• Fuel Efficient Cars: Understand The Benefits

    Fuel efficient cars provide numerous benefits over their non-fuel efficient counterparts. Whether it’s a choice between hybrid cars or high fuel economy non-hybrid vehicles (including fuel efficient trucks), consumers gain a lot – and so does the environment. Here are just a few of the benefits.

    Fuel Efficient Cars Get Better Gas Mileage

    Compared to the gas-guzzling cars of years ago, today’s cars, trucks and SUVs get increasingly better fuel economy. In the most current (2009 and 2010) models, the fuel economy gains are substantial. What this means for consumers is that you’re using less gas and getter better miles per gallon (mpg).

    • The 2010 Toyota Prius Hybrid gets an Environmental Protection Agency (EPA) fuel economy rating of 51 mpg city/48 mpg highway/50 mpg combined. The 2009 Prius achieved EPA numbers of 48/45/46 mpg.
    • Honda Insight for 2010 achieves EPS numbers of 40 mpg city/43 mpg highway/41 mpg combined.
    • The 2009 Toyota Yaris 1.5-liter 4-cylinder engine has EPA fuel economy of 29/36/32 mpg for 5-speed manual transmissions and 29/35/31 mpg for 4-speed automatics.
    • In terms of fuel efficient trucks, Chevrolet’s 2009 Silverado 15 Hybrid 2-wheel drive Pickup gets 21/22/21 mpg EPA ratings.
    • The 2009 Dodge Durango HEV SUV achieves EPA numbers of 20/22/21 mpg.

    Fuel Efficient Cars Produce Lower Emissions

    With a smaller gasoline engine, fuel-efficient cars release fewer pollution emissions. Hybrid vehicles can reduce air emissions of smog-forming pollutants by up to 90 percent. In addition, hybrids can cut emissions of carbon dioxide in half.

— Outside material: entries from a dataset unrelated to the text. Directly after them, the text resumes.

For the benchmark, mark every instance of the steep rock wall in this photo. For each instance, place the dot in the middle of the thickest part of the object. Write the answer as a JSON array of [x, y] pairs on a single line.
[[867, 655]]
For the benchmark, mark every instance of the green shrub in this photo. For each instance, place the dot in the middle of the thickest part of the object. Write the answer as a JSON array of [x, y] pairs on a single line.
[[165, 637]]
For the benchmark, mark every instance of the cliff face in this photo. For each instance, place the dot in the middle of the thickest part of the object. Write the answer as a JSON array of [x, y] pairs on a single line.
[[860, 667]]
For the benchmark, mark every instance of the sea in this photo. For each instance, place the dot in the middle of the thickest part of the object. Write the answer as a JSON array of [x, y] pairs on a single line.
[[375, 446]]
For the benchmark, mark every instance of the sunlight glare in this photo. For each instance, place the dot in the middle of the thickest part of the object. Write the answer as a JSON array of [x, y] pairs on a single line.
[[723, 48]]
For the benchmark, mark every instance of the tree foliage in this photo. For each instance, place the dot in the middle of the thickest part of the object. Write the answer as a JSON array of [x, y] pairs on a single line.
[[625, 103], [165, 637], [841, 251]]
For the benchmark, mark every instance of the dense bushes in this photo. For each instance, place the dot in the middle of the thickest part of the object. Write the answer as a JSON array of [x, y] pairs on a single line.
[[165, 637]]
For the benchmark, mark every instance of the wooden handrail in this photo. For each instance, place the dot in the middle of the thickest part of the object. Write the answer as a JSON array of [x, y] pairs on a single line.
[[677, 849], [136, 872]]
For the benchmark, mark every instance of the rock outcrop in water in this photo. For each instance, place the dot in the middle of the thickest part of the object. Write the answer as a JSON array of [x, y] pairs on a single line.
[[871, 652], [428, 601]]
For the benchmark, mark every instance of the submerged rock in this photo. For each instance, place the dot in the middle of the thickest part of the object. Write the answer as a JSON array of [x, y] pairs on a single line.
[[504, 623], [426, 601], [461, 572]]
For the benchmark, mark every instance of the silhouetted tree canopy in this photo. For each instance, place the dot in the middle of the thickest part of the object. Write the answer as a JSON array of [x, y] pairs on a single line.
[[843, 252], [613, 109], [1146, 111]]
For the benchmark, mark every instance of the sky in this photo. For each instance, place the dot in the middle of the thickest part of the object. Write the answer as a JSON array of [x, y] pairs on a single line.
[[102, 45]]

    • The benefit to reduced tailpipe emissions is helpful in minimizing the harmful effects of global warming.
    • Every mpg you save with fuel efficient cars means a big difference in helping to curb global warming.

    Benefits of Electric Vehicles

    Electric vehicles are the most fuel-efficient cars. Their electric motors convert 75 percent of the chemical energy from the vehicle’s batteries to power the wheels. Compare this to conventional gasoline-powered engines which produce only 20 percent of the energy stored in gasoline.

    There are no tailpipe emissions with electric vehicles. True, power plants that produce the electricity may emit pollutants. Wind-, solar-, nuclear- and hydro-electric power produces no emissions.

    Since electricity is a domestic source of energy, electric vehicles are not dependent on foreign oil. According to the EPA, electric vehicles also require less maintenance than conventional gasoline-powered engines.

    Fuel Efficient Cars Reduce Dependence On Foreign Oil

    As a nation, we are over-dependent on foreign oil. The EPA and other experts warn that our dependence on oil makes us vulnerable to market volatility due to manipulation and price shocks. In 2007, the annual cost of oil imports was about $300 billion.

    Fuel Efficient Cars Make Us More Energy Sustainable

    While research into new technology is underway, use of more fuel efficient cars today helps the U.S. to buy time for the more sustainable fuels and alternative technologies of tomorrow. Oil is a non-renewable natural resource.